Articles on the following subject areas are particularly welcome:

  • Dependently typed functional programming
  • Validation and verification of functional programs
  • Debugging for functional languages
  • Functional programming in different application areas: security, mobility, telecommunications applications, embedded systems, global computing, grids, etc.
  • Functional languages for reasoning about imperative/object-oriented programs
  • Interoperability with imperative programming languages
  • Novel memory management techniques
  • Program transformation techniques
  • Empirical performance studies
  • Abstract/virtual machines and compilers for functional languages
  • New implementation strategies
  • Any new emerging trend in the functional programming area

If you are in doubt on whether your article is within the scope of TFP, please contact the TFP 2011 program chair, Ricardo Peña, at tfp2011 at easychair.org.

Best Student Paper Award

TFP traditionally pays special attention to research students, acknowledging that students are almost by definition part of new subject trends. A student paper is one for which the authors state that the paper is mainly the work of students, the students are listed as first authors, and a student would present the paper. A prize for the best student paper is awarded each year.
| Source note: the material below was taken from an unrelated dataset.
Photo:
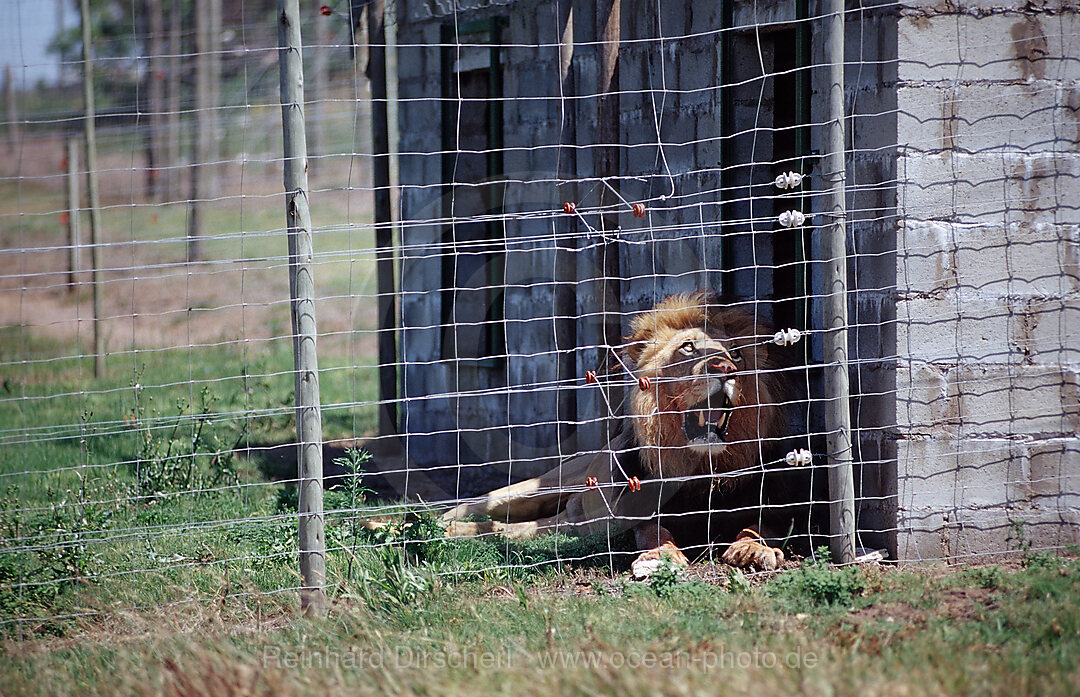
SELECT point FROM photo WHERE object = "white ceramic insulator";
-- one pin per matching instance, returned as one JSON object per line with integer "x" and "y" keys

Submissions and Draft Proceedings

Acceptance of articles for presentation at the symposium is based on a lightweight peer review process of extended abstracts (6 to 10 pages in length) or full papers (16 pages). Accepted abstracts are to be completed to full papers before the symposium for publication in the draft proceedings.

The submission must clearly indicate which category it belongs to: research, position, project, evaluation, or overview paper. It should also indicate whether the main author or authors are research students. Formatting details and submission procedures will be posted on this site as the submission deadline is approaching.